Henri Sivonen (:hsivonen) (away from Bugzilla until 2023-09-11)

Comment 43

•

15 years ago

Attached patch Address more review comments in C++ only parts, with an added null check (deleted) — Details — Splinter Review

Attachment #439894 - Attachment is obsolete: true

Attachment #440481 - Flags: review?(jonas)

Attachment #439894 - Flags: review?(jonas)
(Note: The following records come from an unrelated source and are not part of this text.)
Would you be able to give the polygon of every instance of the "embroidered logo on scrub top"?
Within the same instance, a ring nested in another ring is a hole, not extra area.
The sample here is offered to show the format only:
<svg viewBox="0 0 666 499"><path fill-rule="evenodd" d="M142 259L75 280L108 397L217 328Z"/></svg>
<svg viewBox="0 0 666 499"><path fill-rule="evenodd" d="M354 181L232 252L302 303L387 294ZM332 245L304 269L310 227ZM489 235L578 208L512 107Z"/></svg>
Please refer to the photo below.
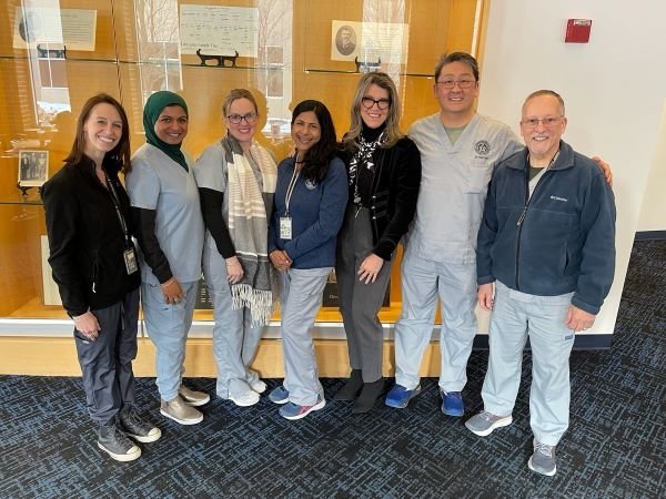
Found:
<svg viewBox="0 0 666 499"><path fill-rule="evenodd" d="M477 141L474 144L474 151L476 152L477 157L487 160L491 154L491 143L488 141Z"/></svg>

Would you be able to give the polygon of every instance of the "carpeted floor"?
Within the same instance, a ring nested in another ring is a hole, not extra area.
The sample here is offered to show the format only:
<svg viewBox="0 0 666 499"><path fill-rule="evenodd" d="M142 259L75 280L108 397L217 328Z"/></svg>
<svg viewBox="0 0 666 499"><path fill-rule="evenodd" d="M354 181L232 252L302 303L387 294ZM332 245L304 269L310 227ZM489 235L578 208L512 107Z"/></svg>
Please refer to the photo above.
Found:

Henri Sivonen (:hsivonen) (away from Bugzilla until 2023-09-11)

Comment 44

•

15 years ago

Attached patch Interdiff for the null check addition in attachment 440481 (deleted) — Details — Splinter Review

Jonas Sicking (:sicking) No longer reading bugmail consistently

Reporter

Comment 45

•

15 years ago

Comment on attachment 440481 [details] [diff] [review] Address more review comments in C++ only parts, with an added null check >+nsHtml5StreamParser::FlushTreeOpsAndDisarmTimer() >+{ Please add an assertion to check that this is called on the right (main?) thread. Those assertions were awesome to have when reviewing and trying to grokk the code. > nsHtml5StreamParser::ContinueAfterFailedCharsetSwitch() > { > NS_ASSERTION(NS_IsMainThread(), "Wrong thread!"); > mozilla::MutexAutoLock tokenizerAutoLock(mTokenizerMutex); >- Uninterrupt(); > nsCOMPtr<nsIRunnable> event = new nsHtml5StreamParserContinuation(this); > if (NS_FAILED(mThread->Dispatch(event, nsIThread::DISPATCH_NORMAL))) { > NS_WARNING("Failed to dispatch nsHtml5StreamParserContinuation"); > } > } Is grabbing the mutex still needed? >+class nsHtml5TimerKungFu : public nsRunnable >+{ >+private: >+ nsHtml5RefPtr<nsHtml5StreamParser> mStreamParser; >+public: >+ nsHtml5TimerKungFu(nsHtml5StreamParser* aStreamParser) >+ : mStreamParser(aStreamParser) >+ {} >+ NS_IMETHODIMP Run() >+ { >+ if (mStreamParser->mFlushTimer) { >+ mStreamParser->mFlushTimer->Cancel(); >+ mStreamParser->mFlushTimer = nsnull; >+ } >+ return NS_OK; >+ } >+}; Ok, now I see what is happening. The important part here isn't that the cancel call is happening on any particular thread. But that you addref the stream parser on the main thread, and then post a message to the parser thread, and then post a message back again to the main thread and only then release the stream parser. This ensures that the stream parser is being kept alive until after we're done processing the timer, or cancelling it. And the nsHtml5RefPtr is what's making it all happen. Is this correct? And it seems like the same setup is being used to keep the stream parser alive when sending necko data to it? Please document this thoroughly. Also document the fact that while we're calling various functions on the stream parser on the parser thread, it's critical that it's never addreffed or released there. r=me with that.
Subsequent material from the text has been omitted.